Forschungsland Deutschland droht die Innovationslücke – und Merz steht unter Druck
Nina BrandtForschungsland Deutschland droht die Innovationslücke – und Merz steht unter Druck
Deutschlands Forschungs- und Innovationssektor steht vor wachsenden Herausforderungen, da das Land Mühe hat, sein Investitionsziel von 3,5 Prozent zu erreichen. Angesichts geplanter Sparmaßnahmen im Haushalt 2027 warnen Kritiker vor Stagnation in zentralen Bereichen. Der jüngste Bericht der Expertenkommission Forschung und Innovation (EFI) setzt Bundeskanzler Friedrich Merz nun unter Zugzwang, entschlossen zu handeln.

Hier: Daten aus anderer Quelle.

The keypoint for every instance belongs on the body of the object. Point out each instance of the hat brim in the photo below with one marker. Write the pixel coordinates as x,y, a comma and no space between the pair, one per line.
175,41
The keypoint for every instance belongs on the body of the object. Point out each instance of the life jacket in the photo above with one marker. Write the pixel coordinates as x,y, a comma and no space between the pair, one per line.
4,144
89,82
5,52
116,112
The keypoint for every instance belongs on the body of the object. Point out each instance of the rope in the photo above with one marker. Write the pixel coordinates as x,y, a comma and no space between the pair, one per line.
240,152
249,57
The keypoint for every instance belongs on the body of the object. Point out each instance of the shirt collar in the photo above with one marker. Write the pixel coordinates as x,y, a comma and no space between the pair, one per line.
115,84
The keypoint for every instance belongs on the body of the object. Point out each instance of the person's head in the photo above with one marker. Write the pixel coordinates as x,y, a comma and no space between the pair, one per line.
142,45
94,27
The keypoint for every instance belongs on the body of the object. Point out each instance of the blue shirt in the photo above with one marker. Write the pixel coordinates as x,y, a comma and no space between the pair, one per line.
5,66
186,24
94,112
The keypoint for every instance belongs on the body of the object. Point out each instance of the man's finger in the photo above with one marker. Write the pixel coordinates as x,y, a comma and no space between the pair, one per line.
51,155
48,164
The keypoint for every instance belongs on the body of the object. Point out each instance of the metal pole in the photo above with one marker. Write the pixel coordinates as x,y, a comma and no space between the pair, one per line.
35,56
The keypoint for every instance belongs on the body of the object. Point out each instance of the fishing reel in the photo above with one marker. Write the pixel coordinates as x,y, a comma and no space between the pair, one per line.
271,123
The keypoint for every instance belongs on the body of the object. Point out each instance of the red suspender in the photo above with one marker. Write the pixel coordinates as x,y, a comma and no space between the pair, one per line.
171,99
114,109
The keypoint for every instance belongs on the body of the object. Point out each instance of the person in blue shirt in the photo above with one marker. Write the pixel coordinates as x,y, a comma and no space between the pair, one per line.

Die EFI übergab Merz ihren Jahresbericht 2026 und skizzierte darin dringende Schritte für eine wirksamere Innovationspolitik. Obwohl der Kanzler das Thema zur "höchsten Priorität" erklärte, fehlt es weiterhin an einer einheitlichen nationalen Strategie. Stattdessen verlässt sich Deutschland weiterhin auf die Zuständigkeiten der einzelnen Bundesländer – etwa in Schlüsselfeldern wie der künstlichen Intelligenz – anstatt ganzheitliche Lösungen zu entwickeln.
Die Finanzierung der High-Tech-Strategie bleibt aufgrund von Kompetenzstreitigkeiten und fehlenden tragfähigen Konzepten blockiert. Der Einfluss Bayerns – über das CSU-geführte Bundesministerium für Bildung und Forschung (BMBF) sowie den Vorsitz in der Wissenschaftsministerkonferenz – hat das Vertrauen in transparente Entscheidungsprozesse weiter untergraben. Ayse Asar, Sprecherin für Forschungs-, Technologie- und Raumfahrtpolitik, kritisierte die Bundesregierung scharf für das Ausbleiben spürbarer Fortschritte.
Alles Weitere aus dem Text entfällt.